There was no baggage in the hall, there had been no woman there, and Wilford's fears for a time subsided, but growing strong again about the time he knew the opera was out, while the sound of wheels coming toward his door was sufficient to make his heart stop beating and every hair prickle at its roots.
But Aunt Betsy did not come except in Wilford's dreams, which she haunted the entire night, so that the morning found him tired, moody, and cross. That day they entertained a select dinner party, and as this was something in which Katy rather excelled, while Helen's presence, instead of detracting from, would add greatly to the _éclat_ of the affair, Wilford had anticipated it with no small degree of complacency. But now, alas! there was a phantom at his side--a skeleton of horror, wearing Aunt Betsy's guise; and if it had been possible he would have given the dinner up. But it was too late for that; the guests were bidden, the arrangements made, and there was nothing now for him but to abide the consequences.
"She shall at least stay in her room, if I have to lock her in," he thought, as he went down to his office without even kissing Katy or bidding her good-by.

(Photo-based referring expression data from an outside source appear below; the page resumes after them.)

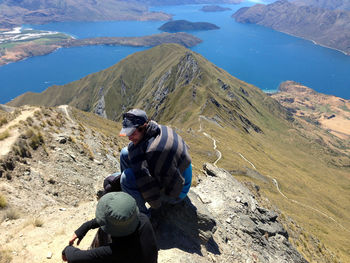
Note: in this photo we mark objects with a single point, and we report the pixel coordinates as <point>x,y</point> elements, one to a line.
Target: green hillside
<point>258,139</point>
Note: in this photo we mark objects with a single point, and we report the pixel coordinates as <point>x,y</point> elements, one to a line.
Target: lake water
<point>252,53</point>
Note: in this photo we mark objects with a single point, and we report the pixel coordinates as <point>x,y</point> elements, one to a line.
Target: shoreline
<point>313,41</point>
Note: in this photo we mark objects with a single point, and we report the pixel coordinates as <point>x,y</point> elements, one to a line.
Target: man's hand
<point>74,237</point>
<point>64,258</point>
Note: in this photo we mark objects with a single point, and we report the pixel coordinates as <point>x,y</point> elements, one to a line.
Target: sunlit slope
<point>257,138</point>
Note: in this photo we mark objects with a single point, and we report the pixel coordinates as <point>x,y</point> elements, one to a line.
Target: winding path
<point>218,153</point>
<point>65,109</point>
<point>274,181</point>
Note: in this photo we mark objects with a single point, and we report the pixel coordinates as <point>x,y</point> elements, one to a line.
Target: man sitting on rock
<point>156,166</point>
<point>132,235</point>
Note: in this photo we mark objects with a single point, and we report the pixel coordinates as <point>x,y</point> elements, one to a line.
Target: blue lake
<point>255,54</point>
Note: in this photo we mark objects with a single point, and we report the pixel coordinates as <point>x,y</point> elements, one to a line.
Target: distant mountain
<point>184,25</point>
<point>301,167</point>
<point>326,4</point>
<point>329,28</point>
<point>187,2</point>
<point>18,50</point>
<point>39,11</point>
<point>214,8</point>
<point>154,80</point>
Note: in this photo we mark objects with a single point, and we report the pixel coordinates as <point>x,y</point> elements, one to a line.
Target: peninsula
<point>329,28</point>
<point>184,25</point>
<point>16,13</point>
<point>17,44</point>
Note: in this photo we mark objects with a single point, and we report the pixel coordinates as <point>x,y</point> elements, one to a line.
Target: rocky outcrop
<point>221,221</point>
<point>330,28</point>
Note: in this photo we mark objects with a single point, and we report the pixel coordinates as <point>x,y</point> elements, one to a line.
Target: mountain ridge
<point>259,139</point>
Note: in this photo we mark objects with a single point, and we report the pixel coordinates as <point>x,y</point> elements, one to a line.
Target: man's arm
<point>75,255</point>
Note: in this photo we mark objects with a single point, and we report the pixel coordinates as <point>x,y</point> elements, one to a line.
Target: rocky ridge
<point>221,221</point>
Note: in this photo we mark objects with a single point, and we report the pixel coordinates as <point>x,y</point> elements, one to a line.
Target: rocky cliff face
<point>221,221</point>
<point>330,28</point>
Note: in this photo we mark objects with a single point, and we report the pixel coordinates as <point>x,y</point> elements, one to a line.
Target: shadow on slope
<point>187,226</point>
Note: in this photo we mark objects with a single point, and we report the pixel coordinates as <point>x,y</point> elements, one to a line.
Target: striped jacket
<point>158,162</point>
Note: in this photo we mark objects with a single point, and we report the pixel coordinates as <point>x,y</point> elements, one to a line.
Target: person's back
<point>133,239</point>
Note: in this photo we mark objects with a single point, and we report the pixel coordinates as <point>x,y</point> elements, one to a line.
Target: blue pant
<point>128,182</point>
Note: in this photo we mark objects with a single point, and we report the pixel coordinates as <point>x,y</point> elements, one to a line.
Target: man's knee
<point>124,153</point>
<point>127,179</point>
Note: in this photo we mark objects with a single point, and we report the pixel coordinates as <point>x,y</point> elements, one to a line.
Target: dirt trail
<point>32,244</point>
<point>6,144</point>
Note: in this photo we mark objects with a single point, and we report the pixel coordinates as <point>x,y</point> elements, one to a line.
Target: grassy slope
<point>284,150</point>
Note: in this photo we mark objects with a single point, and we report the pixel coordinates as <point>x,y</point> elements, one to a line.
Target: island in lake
<point>19,44</point>
<point>214,8</point>
<point>184,25</point>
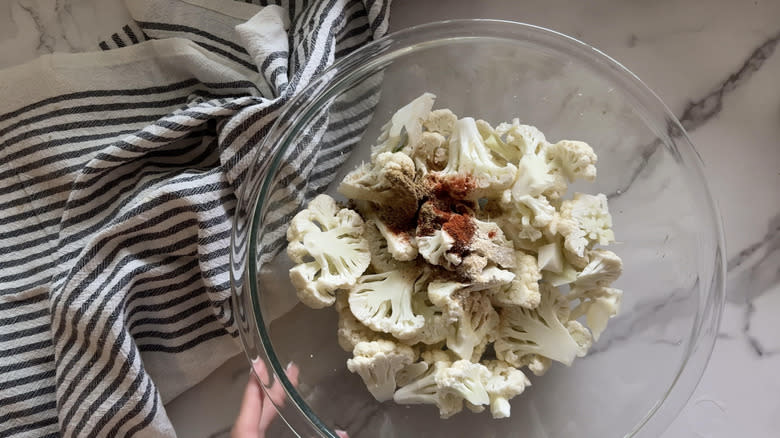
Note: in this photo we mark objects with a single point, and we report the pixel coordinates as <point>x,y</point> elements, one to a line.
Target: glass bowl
<point>641,372</point>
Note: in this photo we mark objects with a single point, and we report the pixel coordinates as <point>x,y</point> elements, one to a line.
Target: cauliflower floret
<point>424,390</point>
<point>390,176</point>
<point>405,127</point>
<point>524,289</point>
<point>470,315</point>
<point>527,217</point>
<point>550,258</point>
<point>441,121</point>
<point>469,156</point>
<point>436,249</point>
<point>504,383</point>
<point>401,245</point>
<point>328,246</point>
<point>572,159</point>
<point>466,380</point>
<point>430,153</point>
<point>534,177</point>
<point>490,243</point>
<point>436,324</point>
<point>377,363</point>
<point>598,306</point>
<point>536,364</point>
<point>575,244</point>
<point>603,269</point>
<point>516,141</point>
<point>351,331</point>
<point>383,302</point>
<point>592,216</point>
<point>543,331</point>
<point>381,259</point>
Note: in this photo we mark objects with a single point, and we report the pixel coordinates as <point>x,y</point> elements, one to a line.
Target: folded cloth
<point>117,178</point>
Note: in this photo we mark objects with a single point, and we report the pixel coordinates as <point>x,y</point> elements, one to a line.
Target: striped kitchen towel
<point>118,174</point>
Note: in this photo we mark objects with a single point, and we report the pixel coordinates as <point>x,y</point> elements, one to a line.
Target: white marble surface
<point>716,66</point>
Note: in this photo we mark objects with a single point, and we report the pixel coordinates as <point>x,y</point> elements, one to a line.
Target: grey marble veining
<point>715,65</point>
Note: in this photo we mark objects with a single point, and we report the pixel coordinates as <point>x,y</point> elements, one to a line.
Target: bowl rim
<point>300,107</point>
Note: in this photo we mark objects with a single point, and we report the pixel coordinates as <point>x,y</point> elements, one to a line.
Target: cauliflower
<point>465,379</point>
<point>424,390</point>
<point>598,306</point>
<point>381,259</point>
<point>524,289</point>
<point>383,302</point>
<point>468,155</point>
<point>377,363</point>
<point>550,258</point>
<point>503,383</point>
<point>388,179</point>
<point>574,242</point>
<point>401,245</point>
<point>351,331</point>
<point>405,127</point>
<point>436,326</point>
<point>592,217</point>
<point>528,217</point>
<point>441,121</point>
<point>541,331</point>
<point>572,160</point>
<point>602,270</point>
<point>328,246</point>
<point>534,178</point>
<point>472,317</point>
<point>437,249</point>
<point>430,153</point>
<point>536,364</point>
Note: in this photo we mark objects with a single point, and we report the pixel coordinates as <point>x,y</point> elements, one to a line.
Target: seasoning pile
<point>458,260</point>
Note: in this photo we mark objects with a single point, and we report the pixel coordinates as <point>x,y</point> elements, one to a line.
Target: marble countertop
<point>715,64</point>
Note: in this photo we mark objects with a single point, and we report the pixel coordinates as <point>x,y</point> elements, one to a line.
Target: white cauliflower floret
<point>572,159</point>
<point>351,331</point>
<point>440,121</point>
<point>471,317</point>
<point>592,216</point>
<point>465,379</point>
<point>436,324</point>
<point>541,331</point>
<point>534,178</point>
<point>328,246</point>
<point>516,141</point>
<point>430,153</point>
<point>382,181</point>
<point>550,258</point>
<point>383,302</point>
<point>468,155</point>
<point>524,289</point>
<point>575,244</point>
<point>377,363</point>
<point>598,306</point>
<point>405,127</point>
<point>527,217</point>
<point>490,243</point>
<point>503,383</point>
<point>424,390</point>
<point>536,364</point>
<point>381,259</point>
<point>603,269</point>
<point>402,246</point>
<point>436,249</point>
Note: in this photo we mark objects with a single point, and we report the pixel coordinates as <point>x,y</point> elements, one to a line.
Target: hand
<point>257,409</point>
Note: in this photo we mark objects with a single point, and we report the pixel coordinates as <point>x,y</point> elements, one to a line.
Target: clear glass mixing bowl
<point>646,365</point>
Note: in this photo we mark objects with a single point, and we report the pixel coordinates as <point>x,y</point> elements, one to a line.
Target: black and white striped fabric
<point>118,170</point>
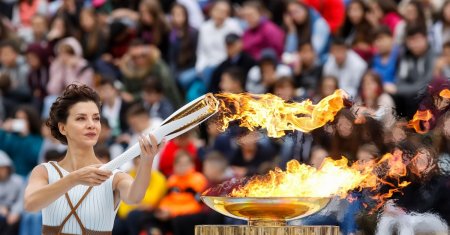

But business that day had no interest for him, and in a listless, absent way he sat watching the passers-by and glancing at his door as if he expected the first assault to be made there. Then as the day wore on, and he felt sure that what he so much dreaded had really come to pass, that the baggage expected last night had certainly arrived by this time and spread itself over his house, he could endure the suspense no longer, and startled Mark with the announcement that he was going home, and should not return again that day.
"Going home, when Leavitt is to call at three!" Mark said, in much surprise, and feeling that it would be a relief to unburden himself to some one, the story came out how Wilford had seen Aunt Betsy at the opera, and expected to find her at Madison Square.
"I wish I had answered her letter about that confounded sheep pasture," he said, "for I would rather give a thousand dollars--yes, ten thousand--than have her with us to-day. I did not marry my wife's relations," he continued, excitedly, adding, as Mark looked quickly up, "Of course I don't mean Helen. She is right; and though she rasps me a little, I'd rather have her than not. Neither do I mean that doctor, for he is a gentleman. But this Barlow woman--oh! Mark, I am all of dripping sweat just to think of it."